What this all amounts to is a pivot from asking “What will I finish?” to “How long will I spend on this?” This isn’t just a semantic game; it reframes the entire endeavor. It makes your sense of success robust to the uncertainty that derailed my week in the introduction. The work’s inherent difficulty becomes a property of the task, not a measure of your effectiveness. You learn to value the effort itself, because the effort is what is actually under your control.

If you recognise the feeling of that week—of being “productive” yet feeling like a failure—I can only suggest trying the method. For a single week, trade your list of outcomes for a schedule of effort. Decide on Monday how many hours a given project deserves, and then work those hours. The goal is no longer to ‘finish the draft’; the goal is to ‘work on the draft for five hours’. For me, this change didn’t just improve my productivity; it lifted the chronic, low-grade stress of feeling perpetually behind on everything. I hope it does the same for you.

Addendum

To see how to set the right milestones, let’s build a simple model of a task or project.

Progress and Effort

Let $x_t\in [0,1]$ denote the proportion of a task completed at time $t$. Making progress requires exerting effort, which is costly. We can allow for the marginal cost of progress to vary across the task by defining a cost function, $c(x)>0$. For some projects, the initial stages are the hardest (high $c(x)$ near $x=0$), while for others, the final push is the most demanding.
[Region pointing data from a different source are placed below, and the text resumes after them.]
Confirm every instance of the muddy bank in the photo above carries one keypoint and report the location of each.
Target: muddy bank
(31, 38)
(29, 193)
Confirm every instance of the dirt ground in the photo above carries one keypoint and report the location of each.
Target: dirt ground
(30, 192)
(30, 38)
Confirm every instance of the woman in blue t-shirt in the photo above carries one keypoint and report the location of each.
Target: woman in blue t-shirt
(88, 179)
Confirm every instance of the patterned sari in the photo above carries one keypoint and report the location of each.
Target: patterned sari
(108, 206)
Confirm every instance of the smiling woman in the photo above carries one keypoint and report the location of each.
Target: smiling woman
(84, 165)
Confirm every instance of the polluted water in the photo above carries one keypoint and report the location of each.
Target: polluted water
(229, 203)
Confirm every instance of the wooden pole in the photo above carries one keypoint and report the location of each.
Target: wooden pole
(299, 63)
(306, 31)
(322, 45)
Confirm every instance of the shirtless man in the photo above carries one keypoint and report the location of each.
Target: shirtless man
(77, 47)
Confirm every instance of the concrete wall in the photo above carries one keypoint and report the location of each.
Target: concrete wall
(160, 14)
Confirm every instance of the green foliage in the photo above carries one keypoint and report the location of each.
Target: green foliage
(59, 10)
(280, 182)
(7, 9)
The cumulative effort required to reach progress level $x$ is therefore the integral of these marginal costs:

\[E(x) = \int_0^x c(s)\,ds.\]

Motivation: Reference Points and Costs

Now, we can model the agent’s motivation at any point in time. The Psychology of Motivation suggests that motivation is enhanced by proximity to a goal. Let’s combine this with the cost of effort.

At any point $x$, the agent is aware of the set of reference points $\mathcal R={0}\cup M\cup{1}$ which includes the start, the end, and any milestones $M={m_1,\dots, m_n}$. Let $d(x) = \min_{r\in\mathcal R} \lvert x-r\rvert$ be the distance to the nearest reference point.
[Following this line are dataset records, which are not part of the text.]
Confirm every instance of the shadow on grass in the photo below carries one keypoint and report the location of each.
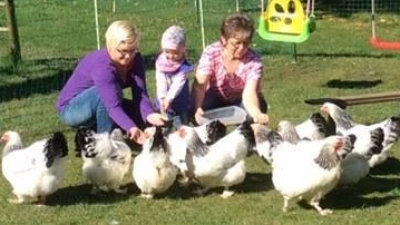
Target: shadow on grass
(73, 195)
(384, 190)
(348, 84)
(390, 167)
We can model the “motivational boost” $\mu$ as a decreasing function of this distance: $\mu(d(x))$. The net utility from making progress, or the “instantaneous motivation”, is the difference between this boost and the marginal cost of effort:

\[MU(x)=\mu\left(d(x)\right)-c(x).\]

Without milestones, the farthest you will ever be from a reference point is in the middle of $0$ and $1$, i.e. at $x=1/2$; hence $MU(x)$ dips there— this is the middle slump.

Suppose that if your motivation drops below a certain level, you’ll abandon the task. So your objective is to keep the “motivation floor” as high as possible.

What a milestone does

Suppose we insert a single milestone $m$. The farthest point from any reference in the two resulting segments is now $\max\{\frac{m}{2},\frac{1-m}{2}\}$. Because motivation drops with distance, the longest gap between consecutive milestones sets a ceiling on how low motivation can sink. So keeping the motivation floor high means shrinking the longest gap between consecutive milestones—well, almost.

The motivation over an interval $I_k \equiv [m_{k},.m_{k+1}]$ also depends crucially on how hard each bit of progress is: an additional percentage point of progress at 80% completion may require a lot more effort than the first 1%. For “nice enough” cost curves $c(x)$ (e.g. continuous, monotone), the hit to motivation on $I_k$ is bounded below by a term that grows with

\[\Delta E_k \equiv \int_{m_{k}}^{m_{k+1}}c(s)\,ds.\]

So motivation is at its lowest in the segment with the largest $\Delta E_k$. To keep motivation as high as possible, we minimise that largest effort cost:

\[\min\max_k \Delta E_k.\]

To do this, one simply chooses milestones which slice the effort curve into $n+1$ equal areas: (this is the “minimax” solution):

\[(\Delta E_k =) \,\,\,\, E(m_k)-E(m_{k-1}) = \frac{E(1)}{n+1}, \quad k=1,\dots, n+1.\]

with $m_0\equiv0,\;m_{n+1}\equiv1$. I call this “the equal effort rule”.